Arrivano le nomination

All'alba di Los Angeles annunciati i contendenti agli Oscar 2016

Il regista messicano Alejandro Gonzalez Iñarritu aveva firmato l'Oscar 2015 "Birdman". Nel 2016 potrebbe trionfare di nuovo con "The Revenant". All'alba di Los Angeles sono state annunciate le nomination e il film, che racconta l'epopea faccia a faccia con la morte del cacciatore di pellicce ottocentesco Hugh Glass, guida il lotto dei contendenti con 12 candidature. Tra queste la più attesa è quella per Leonardo Di Caprio, che a detta di molti il 28 febbraio potrebbe finalmente sfatare la maledizione che lo vuole sempre a bocca asciutta davanti alla statuetta più ambita.

"Mad Max - Fury Road" segue a ruota con 10 nomination. Altri film attesi si accodano: "The Martian" con 7 (tra cui Matt Damon, astronauta abbandonato su Marte), "Il ponte delle spie" di Spielberg con 6 (ma né il regista né il protagonista Tom Hanks sono in corsa), così come 6 nomination hanno gli attesi "Carol" (sia Cate Blanchett come protagonista che Rooney Mara come non protagonista) e "Spotlight" (tra gli attori Mark Ruffalo). "La grande scommessa" si accontenta di 5. Stesso numero di candidature, quasi tutte in categorie tecniche, per "Star Wars - Il risveglio della Forza". Una mezza bocciatura.
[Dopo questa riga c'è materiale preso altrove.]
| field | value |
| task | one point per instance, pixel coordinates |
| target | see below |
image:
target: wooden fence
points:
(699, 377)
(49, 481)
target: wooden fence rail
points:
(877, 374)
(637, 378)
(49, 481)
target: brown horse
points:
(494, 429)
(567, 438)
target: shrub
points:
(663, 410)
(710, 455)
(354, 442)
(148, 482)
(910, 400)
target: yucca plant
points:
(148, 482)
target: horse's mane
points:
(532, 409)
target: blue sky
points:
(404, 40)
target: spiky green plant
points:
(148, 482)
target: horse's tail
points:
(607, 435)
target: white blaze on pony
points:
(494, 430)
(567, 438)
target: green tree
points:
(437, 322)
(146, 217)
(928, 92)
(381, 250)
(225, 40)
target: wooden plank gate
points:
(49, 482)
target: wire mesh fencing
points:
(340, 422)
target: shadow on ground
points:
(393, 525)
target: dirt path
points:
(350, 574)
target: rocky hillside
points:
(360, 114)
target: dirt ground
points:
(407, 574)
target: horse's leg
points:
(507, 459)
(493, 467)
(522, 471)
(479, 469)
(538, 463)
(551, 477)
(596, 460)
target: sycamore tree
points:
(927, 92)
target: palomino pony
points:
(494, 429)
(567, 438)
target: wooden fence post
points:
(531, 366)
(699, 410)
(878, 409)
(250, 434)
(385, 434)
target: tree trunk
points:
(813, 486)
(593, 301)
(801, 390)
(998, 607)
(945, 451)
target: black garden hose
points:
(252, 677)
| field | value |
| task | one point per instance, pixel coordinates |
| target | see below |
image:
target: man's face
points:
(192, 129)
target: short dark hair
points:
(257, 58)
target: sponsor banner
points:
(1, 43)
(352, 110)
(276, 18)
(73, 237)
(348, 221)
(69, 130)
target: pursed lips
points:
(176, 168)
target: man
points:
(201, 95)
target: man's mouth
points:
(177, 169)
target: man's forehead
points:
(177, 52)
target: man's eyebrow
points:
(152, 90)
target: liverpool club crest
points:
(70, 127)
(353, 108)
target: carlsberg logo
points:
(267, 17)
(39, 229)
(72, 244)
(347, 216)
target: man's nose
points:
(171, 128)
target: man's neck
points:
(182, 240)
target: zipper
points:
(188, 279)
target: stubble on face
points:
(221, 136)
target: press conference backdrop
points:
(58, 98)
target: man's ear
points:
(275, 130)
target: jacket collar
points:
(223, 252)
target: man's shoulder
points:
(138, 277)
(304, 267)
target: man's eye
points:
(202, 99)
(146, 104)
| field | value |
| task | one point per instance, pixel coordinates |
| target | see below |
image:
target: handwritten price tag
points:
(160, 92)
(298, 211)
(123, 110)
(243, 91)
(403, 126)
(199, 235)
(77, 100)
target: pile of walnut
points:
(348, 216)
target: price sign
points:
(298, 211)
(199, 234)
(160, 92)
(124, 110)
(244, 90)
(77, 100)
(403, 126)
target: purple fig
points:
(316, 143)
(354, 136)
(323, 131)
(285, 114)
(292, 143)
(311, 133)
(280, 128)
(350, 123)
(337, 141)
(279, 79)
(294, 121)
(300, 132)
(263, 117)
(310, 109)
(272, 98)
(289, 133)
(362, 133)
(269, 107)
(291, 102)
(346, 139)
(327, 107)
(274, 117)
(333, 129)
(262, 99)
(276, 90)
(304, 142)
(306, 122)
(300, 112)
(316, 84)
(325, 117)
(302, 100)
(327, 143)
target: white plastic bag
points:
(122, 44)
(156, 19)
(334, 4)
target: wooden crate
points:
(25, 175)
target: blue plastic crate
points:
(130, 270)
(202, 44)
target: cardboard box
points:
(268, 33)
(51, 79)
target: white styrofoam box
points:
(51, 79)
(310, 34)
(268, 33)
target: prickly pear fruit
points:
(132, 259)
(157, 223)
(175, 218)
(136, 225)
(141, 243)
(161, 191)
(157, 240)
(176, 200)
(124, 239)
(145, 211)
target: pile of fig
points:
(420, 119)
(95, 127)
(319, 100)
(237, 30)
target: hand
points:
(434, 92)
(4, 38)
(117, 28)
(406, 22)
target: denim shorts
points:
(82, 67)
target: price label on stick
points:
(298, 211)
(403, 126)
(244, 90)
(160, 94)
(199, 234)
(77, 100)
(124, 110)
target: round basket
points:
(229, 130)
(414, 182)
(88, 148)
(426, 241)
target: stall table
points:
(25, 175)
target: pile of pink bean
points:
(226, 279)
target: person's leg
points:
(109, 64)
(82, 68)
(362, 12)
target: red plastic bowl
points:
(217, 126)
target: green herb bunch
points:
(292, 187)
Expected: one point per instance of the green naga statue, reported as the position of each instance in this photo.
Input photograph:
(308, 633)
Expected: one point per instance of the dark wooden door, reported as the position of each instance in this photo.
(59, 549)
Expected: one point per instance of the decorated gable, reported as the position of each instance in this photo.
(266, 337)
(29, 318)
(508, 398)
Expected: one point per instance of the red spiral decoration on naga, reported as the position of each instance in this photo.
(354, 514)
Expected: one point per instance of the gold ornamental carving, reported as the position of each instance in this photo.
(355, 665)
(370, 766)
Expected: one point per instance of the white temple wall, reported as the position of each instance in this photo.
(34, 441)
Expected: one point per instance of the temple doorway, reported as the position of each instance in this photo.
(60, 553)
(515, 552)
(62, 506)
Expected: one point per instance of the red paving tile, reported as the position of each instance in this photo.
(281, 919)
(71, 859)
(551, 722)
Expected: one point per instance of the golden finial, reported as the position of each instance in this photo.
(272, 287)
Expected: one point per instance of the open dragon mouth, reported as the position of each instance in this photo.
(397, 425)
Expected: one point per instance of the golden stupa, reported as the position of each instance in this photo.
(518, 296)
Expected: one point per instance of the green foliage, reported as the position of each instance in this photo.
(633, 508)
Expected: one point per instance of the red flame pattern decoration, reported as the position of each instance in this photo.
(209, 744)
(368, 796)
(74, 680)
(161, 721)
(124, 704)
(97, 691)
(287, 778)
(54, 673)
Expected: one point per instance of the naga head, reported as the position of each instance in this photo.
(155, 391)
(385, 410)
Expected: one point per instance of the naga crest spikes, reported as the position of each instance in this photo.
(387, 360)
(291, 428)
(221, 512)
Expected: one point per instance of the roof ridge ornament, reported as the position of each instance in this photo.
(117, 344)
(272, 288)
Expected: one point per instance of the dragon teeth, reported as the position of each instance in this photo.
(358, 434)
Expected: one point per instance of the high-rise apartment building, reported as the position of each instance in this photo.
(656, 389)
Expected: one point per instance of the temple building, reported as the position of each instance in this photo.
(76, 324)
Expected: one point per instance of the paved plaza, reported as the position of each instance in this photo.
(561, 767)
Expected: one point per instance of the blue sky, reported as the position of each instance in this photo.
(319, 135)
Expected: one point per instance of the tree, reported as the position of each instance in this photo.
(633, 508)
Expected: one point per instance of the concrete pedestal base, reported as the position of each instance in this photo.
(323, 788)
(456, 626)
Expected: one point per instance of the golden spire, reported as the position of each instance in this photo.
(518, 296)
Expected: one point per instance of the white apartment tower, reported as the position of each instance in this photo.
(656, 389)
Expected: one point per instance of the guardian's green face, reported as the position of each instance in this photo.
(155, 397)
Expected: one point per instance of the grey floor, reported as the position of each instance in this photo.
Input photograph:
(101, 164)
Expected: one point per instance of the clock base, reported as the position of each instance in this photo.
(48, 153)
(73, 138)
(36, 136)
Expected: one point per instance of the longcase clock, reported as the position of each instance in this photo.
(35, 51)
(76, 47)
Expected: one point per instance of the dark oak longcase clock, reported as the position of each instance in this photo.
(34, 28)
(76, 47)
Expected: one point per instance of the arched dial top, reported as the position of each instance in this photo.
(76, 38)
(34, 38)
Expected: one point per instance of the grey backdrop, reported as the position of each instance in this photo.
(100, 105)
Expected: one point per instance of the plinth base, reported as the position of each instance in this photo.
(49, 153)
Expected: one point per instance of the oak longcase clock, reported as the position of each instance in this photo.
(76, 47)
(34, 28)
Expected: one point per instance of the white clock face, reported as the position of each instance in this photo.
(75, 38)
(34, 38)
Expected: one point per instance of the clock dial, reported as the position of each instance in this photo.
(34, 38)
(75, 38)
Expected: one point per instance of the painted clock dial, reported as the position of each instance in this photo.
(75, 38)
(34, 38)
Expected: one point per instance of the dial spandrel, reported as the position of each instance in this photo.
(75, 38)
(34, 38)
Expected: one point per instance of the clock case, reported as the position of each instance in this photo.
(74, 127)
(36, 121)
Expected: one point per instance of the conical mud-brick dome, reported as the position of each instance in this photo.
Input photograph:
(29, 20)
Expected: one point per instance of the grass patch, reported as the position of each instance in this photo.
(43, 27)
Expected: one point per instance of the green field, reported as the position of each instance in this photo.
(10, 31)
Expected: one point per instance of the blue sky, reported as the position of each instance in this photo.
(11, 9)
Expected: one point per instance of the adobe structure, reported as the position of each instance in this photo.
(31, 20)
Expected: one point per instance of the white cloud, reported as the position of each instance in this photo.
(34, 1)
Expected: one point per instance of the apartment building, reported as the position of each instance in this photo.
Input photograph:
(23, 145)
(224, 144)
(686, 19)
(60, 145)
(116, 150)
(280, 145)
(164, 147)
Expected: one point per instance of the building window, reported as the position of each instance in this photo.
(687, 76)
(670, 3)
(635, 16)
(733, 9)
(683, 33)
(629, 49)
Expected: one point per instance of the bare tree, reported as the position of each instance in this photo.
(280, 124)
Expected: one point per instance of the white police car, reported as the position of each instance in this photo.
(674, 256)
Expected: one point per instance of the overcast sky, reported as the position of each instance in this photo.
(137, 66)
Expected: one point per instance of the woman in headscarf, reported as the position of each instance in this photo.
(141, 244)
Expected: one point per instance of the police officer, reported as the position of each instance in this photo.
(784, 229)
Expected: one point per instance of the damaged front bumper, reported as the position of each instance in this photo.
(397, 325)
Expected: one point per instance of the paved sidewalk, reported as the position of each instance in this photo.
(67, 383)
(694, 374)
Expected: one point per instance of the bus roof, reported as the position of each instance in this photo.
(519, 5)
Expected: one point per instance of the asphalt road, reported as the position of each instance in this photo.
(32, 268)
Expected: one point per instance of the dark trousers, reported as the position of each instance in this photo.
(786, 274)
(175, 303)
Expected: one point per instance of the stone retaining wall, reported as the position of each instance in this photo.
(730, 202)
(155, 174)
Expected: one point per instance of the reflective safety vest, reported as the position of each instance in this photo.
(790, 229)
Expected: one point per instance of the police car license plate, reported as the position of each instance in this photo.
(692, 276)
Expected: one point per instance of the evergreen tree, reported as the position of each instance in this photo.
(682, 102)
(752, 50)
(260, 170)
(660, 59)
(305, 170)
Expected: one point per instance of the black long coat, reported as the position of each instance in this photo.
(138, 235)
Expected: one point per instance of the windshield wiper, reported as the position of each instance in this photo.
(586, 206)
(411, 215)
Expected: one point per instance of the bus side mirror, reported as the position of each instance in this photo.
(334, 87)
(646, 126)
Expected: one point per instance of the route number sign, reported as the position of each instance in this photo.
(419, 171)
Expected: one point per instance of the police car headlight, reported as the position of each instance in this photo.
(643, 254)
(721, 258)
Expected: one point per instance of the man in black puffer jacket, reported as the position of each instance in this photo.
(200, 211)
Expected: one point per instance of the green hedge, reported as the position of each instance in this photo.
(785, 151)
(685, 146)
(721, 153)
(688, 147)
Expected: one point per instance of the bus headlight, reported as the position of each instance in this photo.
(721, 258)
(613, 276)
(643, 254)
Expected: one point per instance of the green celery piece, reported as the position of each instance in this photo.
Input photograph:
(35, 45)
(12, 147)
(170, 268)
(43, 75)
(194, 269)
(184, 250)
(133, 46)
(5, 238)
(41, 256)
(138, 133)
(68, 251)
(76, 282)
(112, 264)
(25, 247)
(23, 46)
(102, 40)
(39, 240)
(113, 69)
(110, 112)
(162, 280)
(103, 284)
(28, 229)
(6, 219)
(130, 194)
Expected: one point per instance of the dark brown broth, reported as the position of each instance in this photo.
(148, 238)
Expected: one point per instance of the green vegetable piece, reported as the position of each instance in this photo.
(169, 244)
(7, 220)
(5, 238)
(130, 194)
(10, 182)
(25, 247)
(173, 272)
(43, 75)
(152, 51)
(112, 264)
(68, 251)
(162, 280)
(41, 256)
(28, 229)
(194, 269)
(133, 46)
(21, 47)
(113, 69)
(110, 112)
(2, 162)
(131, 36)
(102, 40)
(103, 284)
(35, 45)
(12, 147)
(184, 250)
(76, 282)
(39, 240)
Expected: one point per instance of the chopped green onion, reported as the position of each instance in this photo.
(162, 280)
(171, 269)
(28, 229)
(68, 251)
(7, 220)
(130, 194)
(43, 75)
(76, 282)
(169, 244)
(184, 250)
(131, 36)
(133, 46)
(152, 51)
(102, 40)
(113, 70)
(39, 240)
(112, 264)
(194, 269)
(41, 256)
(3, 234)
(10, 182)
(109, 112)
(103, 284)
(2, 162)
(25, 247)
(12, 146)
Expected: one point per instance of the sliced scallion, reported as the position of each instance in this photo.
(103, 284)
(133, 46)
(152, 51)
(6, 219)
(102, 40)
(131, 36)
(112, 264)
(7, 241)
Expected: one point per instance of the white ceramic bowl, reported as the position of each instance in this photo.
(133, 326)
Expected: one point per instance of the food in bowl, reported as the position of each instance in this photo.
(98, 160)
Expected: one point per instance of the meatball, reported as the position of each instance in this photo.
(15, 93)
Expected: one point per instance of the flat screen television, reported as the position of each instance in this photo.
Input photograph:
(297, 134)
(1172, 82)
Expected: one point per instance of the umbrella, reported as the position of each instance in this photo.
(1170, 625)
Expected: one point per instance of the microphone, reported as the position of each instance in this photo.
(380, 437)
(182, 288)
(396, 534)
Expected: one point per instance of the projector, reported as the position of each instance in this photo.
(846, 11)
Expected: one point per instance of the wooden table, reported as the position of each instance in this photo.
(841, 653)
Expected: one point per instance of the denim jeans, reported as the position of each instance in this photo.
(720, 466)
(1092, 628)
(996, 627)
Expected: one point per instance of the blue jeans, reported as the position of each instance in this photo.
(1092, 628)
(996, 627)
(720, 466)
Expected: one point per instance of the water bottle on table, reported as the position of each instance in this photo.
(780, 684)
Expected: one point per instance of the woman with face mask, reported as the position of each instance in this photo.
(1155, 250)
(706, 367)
Bocciatura quasi intera invece per Quentin Tarantino, il cui "The Hateful Eight" non compare nella categoria miglior film e ha solo 3 nomination (spicca quella a Morricone per la colonna sonora). "Creed" invece ha un'unica nomination ma vive emozioni di segno opposto, perché è quella a Stallone per il toccante ruolo di un Rocky malato e indebolito.

C'è qualcosa di svizzero nella categoria migliore canzone: "Simple Song #3" del compositore americano David Lang è inserita nel film "La giovinezza" di Paolo Sorrentino, girato nei Grigioni, coprodotto dalla C-Films di Zurigo e della RSI.

Tra le animazioni c'è il favorito "Inside Out" (ma occhio a vari outsider). Nella categoria Film straniero sono presenti gli annunciati "Il figlio di Saul" (Ungheria) e "Mustang" (Francia), ma a sorpresa viene bocciato il belga "Dio esiste e vive a Bruxelles".

Tornando alla categoria Miglior film occhio ai due outsider che completano il lotto degli 8 nominati: "Brookyn" e "Room" potrebbero risultare semplici comparse, ma non si sa mai.